The **Illiac II** is rumored to have done non restoring division without performing carry assimilation each cycle.
In other words the running remainder was expressed redundantly.
I know no other details (not even these!).
It seems that they could have done carry assimilation on say the top ten bits so as to see farther ahead.
(Wikipedia says that the Illiac II divide was designed by Robertson who co-invented the SRT division algorithm.
This fits my rumor.)

The **IBM/360 model 91** did a table look up on the high bits of the divisor at the beginning of the divide.
This provided a few bits, n, of approximation to the reciprocal of the divisor.
Numerator and denominator were multiplied by this so that the divisor of the resulting division problem would be close to one.
This makes guessing quotient bits trivial.
(divide 3.141593 by .999543.) This resulted in a quotient that might be one off.
This was documented.
See this.

The Motorola AltiVec architecture uses this scheme.

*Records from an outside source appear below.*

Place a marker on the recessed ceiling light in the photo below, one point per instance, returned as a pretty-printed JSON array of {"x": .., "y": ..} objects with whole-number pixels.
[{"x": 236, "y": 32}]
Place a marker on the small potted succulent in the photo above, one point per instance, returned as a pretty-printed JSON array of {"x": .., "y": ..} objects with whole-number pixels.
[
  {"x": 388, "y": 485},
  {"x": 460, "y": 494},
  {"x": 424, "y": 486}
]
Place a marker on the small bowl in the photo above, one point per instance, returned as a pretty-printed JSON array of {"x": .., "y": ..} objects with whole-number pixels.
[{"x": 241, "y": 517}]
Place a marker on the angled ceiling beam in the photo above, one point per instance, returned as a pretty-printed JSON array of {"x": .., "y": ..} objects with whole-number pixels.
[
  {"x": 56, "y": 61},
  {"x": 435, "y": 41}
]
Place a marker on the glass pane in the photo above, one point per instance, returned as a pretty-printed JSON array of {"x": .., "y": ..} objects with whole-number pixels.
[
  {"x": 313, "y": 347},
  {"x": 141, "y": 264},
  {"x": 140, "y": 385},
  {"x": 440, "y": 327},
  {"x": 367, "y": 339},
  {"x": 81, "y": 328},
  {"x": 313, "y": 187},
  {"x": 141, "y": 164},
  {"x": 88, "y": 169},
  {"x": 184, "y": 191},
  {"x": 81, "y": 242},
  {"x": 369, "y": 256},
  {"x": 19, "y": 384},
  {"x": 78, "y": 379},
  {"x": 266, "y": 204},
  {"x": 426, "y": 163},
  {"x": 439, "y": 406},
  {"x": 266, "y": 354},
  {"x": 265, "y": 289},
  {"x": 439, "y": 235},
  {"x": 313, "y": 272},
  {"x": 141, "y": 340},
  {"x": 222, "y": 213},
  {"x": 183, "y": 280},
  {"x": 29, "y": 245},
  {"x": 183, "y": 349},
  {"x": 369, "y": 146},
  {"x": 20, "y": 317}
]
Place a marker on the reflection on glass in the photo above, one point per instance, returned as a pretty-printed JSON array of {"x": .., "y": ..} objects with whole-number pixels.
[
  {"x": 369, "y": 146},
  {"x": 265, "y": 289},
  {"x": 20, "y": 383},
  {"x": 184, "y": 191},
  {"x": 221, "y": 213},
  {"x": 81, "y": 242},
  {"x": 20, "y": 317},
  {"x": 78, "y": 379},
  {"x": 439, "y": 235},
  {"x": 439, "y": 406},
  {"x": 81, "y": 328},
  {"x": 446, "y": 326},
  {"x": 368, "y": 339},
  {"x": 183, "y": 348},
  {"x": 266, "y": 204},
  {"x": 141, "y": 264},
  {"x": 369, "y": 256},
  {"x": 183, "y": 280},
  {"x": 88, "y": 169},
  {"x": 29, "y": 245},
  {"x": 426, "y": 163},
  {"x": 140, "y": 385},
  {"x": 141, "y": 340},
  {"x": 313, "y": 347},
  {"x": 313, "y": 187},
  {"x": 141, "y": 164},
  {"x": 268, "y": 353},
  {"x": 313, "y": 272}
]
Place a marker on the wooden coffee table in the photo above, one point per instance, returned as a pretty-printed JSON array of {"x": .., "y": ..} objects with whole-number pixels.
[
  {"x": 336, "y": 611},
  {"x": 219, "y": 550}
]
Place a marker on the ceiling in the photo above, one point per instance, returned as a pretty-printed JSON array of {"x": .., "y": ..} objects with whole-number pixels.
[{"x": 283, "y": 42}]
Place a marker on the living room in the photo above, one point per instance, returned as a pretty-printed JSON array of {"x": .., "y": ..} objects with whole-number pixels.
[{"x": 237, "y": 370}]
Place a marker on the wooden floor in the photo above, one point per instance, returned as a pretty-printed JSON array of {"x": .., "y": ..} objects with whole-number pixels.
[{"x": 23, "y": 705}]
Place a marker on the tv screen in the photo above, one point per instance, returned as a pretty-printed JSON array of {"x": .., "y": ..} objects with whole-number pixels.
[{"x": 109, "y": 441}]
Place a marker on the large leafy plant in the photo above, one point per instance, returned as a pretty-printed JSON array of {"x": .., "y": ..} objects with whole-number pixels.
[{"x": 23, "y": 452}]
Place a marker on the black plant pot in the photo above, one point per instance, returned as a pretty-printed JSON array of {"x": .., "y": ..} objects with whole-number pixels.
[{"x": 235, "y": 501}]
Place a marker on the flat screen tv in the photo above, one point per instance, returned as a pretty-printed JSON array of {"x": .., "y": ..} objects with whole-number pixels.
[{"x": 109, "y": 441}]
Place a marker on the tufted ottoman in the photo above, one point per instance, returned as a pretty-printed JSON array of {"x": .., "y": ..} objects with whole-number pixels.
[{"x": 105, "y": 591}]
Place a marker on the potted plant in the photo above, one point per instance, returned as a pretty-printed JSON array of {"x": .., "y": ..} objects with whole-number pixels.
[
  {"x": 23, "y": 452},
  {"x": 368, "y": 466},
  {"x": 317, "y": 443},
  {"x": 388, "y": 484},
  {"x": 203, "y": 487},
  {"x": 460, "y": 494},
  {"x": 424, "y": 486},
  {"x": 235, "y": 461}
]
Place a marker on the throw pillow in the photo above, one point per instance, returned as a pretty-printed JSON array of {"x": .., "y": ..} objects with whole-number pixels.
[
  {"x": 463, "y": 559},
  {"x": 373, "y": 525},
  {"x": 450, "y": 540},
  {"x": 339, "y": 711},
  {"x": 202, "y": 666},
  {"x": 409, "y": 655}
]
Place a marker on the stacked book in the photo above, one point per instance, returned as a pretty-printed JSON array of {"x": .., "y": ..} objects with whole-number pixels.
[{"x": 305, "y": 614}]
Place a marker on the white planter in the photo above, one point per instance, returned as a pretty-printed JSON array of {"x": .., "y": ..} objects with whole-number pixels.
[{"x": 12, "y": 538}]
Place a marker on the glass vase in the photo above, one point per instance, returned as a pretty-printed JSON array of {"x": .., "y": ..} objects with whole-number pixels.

I would guess that the **Pentium** used tables like the 195.
I have heard that the problem was tracked down to an error when someone cut and pasted some table from an earlier design.
I now (2006) have better information.
There was a proof that the division algorithm was correct.
This was an excuse not the check that part of the design as carefully as they might have.
It seems no one read the proof carefully.
After the error was discovered, they found the bug in the proof.